In the past year, WeWork was responsible for the five largest flexible operator transactions in Manhattan, amounting to over 1 million square feet, bringing its market share of flexible working space there to 48%, according to CBRE. It also accounted for the five biggest flex-space deals in Los Angeles and Denver, and four of the top five in Washington, Boston, San Francisco, Seattle and Atlanta.

Most vulnerable may be the commercial firms that have leased out entire buildings to the company, and would now have WeWork-branded buildings without a principal lessee and, in many cases, an unreliable tenant base.

Many of WeWork’s landlords, which include TH Real Estate, have also subsidized WeWork’s growth by offering funds for renovation.

“Market landlords will place flex operators under klieg lights with a level of skepticism approaching the Salem witch trials,” said Eric Schiffer, CEO of the Patriarch Organization, a technology and media private equity firm.

A complicated structure

Billions of dollars of equity value has already been wiped out and employees are staring at worthless options. If the company were to declare bankruptcy and continue as a going concern, it would need some sort of incentive structure to keep everyone from walking out the door, especially the talent that it wants to keep or recruit.

“You’ve got this perfect storm where you can just see things feeding off each other and making the storm worse,” said Charley Moore, CEO of RocketLawyer, a provider of online legal support and documents. “The only way most businesses break free of that is with a significant restructuring of both costs and capitalization.”

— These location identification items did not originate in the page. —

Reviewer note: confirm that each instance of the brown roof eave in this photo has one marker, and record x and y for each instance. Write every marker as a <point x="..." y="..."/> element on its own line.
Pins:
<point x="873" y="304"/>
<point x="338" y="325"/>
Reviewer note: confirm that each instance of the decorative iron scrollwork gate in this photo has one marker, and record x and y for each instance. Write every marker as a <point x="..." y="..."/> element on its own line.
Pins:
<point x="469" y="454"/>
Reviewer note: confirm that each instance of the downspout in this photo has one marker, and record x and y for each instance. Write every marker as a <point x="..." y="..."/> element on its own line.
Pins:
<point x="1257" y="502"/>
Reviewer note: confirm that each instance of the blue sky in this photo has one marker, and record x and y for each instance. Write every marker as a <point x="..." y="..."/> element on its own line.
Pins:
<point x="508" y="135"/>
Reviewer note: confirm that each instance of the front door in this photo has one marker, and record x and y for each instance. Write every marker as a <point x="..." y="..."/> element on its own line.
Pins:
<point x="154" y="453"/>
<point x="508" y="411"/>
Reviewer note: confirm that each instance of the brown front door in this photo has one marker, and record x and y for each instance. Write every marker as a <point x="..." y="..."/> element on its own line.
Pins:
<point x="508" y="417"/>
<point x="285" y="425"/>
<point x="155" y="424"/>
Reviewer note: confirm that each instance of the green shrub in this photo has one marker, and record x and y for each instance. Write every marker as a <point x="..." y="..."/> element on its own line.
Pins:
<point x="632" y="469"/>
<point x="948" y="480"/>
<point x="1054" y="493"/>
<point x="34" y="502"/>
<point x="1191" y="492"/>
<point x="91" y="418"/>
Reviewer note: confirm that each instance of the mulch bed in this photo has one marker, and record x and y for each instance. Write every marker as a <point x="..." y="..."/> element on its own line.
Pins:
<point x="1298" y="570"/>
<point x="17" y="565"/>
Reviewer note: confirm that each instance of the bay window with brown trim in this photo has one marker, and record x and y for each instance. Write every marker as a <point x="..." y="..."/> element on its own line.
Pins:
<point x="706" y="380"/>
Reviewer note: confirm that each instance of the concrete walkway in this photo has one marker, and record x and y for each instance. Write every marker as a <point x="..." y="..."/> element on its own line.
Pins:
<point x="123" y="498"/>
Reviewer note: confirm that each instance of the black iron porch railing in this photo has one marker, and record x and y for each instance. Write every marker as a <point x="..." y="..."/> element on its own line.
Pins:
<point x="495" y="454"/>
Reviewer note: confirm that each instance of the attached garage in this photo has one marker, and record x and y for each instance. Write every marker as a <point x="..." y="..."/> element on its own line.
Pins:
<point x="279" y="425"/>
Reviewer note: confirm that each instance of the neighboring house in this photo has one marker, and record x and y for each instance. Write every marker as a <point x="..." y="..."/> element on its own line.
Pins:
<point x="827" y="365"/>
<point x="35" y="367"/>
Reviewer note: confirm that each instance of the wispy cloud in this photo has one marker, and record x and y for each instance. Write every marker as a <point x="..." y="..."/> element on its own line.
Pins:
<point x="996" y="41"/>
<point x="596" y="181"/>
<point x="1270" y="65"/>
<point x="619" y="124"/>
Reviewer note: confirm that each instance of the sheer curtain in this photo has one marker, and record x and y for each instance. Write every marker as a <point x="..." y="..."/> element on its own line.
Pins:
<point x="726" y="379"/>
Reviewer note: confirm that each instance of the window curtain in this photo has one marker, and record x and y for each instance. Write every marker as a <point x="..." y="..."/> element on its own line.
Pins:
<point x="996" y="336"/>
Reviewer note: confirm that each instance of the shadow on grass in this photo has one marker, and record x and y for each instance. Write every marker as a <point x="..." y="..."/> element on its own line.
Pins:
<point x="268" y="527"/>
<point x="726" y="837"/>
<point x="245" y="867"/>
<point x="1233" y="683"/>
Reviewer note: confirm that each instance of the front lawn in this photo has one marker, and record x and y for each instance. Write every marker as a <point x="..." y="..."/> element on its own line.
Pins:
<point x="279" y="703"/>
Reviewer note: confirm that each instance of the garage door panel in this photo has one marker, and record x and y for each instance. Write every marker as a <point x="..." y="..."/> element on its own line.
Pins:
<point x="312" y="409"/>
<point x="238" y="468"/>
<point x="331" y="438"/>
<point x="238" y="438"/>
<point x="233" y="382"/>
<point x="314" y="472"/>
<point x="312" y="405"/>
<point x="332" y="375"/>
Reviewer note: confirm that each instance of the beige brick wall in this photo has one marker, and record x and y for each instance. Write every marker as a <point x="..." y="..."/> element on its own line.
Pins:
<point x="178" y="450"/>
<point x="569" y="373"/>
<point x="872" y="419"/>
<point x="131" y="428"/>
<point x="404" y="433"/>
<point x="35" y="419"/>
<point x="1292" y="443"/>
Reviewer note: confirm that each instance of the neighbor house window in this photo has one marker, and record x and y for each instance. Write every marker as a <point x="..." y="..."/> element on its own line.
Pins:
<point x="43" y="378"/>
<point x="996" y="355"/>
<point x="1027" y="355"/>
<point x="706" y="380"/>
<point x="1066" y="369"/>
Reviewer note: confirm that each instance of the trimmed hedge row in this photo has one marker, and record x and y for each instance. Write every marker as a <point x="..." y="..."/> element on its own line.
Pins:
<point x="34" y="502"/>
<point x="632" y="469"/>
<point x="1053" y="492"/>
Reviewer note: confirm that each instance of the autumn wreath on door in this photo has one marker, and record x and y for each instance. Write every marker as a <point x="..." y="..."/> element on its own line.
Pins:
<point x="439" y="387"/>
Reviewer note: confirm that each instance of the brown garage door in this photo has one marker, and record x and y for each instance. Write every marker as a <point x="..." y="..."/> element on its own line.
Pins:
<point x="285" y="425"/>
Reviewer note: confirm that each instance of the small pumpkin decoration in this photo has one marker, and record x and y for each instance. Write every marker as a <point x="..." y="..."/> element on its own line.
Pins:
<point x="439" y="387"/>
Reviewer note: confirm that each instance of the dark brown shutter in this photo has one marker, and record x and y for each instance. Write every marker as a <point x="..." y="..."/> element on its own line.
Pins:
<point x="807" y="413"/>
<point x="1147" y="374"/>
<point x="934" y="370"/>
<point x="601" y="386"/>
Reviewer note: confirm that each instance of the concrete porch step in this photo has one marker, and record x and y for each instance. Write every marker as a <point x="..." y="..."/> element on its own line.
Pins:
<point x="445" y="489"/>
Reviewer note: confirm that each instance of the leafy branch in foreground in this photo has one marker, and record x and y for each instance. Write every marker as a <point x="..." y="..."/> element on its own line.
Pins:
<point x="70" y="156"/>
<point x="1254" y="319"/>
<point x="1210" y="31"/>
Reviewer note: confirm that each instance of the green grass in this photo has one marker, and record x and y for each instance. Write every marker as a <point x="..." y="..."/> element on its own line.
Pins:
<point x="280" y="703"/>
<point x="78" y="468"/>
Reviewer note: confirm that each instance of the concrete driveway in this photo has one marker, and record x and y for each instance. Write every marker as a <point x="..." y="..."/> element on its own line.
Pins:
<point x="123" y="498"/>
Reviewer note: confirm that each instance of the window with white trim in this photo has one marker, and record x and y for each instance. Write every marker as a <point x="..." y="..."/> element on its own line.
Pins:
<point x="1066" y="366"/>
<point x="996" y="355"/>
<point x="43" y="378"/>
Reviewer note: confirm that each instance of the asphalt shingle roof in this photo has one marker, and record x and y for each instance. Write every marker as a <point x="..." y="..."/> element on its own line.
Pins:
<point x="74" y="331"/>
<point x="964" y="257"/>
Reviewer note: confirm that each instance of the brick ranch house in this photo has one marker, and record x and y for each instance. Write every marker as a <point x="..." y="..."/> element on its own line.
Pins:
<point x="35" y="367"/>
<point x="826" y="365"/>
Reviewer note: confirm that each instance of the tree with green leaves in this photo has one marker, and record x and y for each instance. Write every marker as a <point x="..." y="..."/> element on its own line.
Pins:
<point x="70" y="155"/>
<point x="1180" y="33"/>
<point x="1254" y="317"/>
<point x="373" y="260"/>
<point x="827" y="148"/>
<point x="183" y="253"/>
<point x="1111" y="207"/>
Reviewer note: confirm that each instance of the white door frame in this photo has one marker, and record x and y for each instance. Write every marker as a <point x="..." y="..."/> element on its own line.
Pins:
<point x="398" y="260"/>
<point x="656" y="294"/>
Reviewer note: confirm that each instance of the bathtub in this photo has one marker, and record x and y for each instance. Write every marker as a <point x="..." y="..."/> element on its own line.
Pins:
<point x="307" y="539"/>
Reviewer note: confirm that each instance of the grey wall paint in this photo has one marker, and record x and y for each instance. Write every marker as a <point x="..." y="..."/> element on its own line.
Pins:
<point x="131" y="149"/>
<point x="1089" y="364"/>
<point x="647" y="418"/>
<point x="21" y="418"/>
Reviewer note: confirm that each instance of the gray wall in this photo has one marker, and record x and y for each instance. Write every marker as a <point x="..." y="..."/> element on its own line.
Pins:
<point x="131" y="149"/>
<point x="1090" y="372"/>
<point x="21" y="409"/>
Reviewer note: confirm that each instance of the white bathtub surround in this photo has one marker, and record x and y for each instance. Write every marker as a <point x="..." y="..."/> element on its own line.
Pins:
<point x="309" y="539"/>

Beyond restructuring and getting out of leases, a bankrupt WeWork would likely try to reorganize by striking a deal with its lenders and coming up with a plan to emerge. But WeWork’s assets are sprawling and complex, particularly outside the U.S., complicating matters further.

For example, In China, WeWork owns 59% of ChinaCo, the exclusive operator of the company’s business on the mainland as well as in Hong Kong, Taiwan and Macau. It also has partial ownership over JapanCo and PacificCo, which covers Singapore, Korea, the Philippines, Malaysia, Thailand, Vietnam and Indonesia.

Among the leading partners in the joint ventures is SoftBank, which has contributed $1.65 billion of its total $10.65 billion WeWork investment to the Asian entities.

“A WeWork bankruptcy would turn into a devastating financial debacle to SoftBank and the commercial property owners who invested hundreds of millions in improvements,” said Schiffer.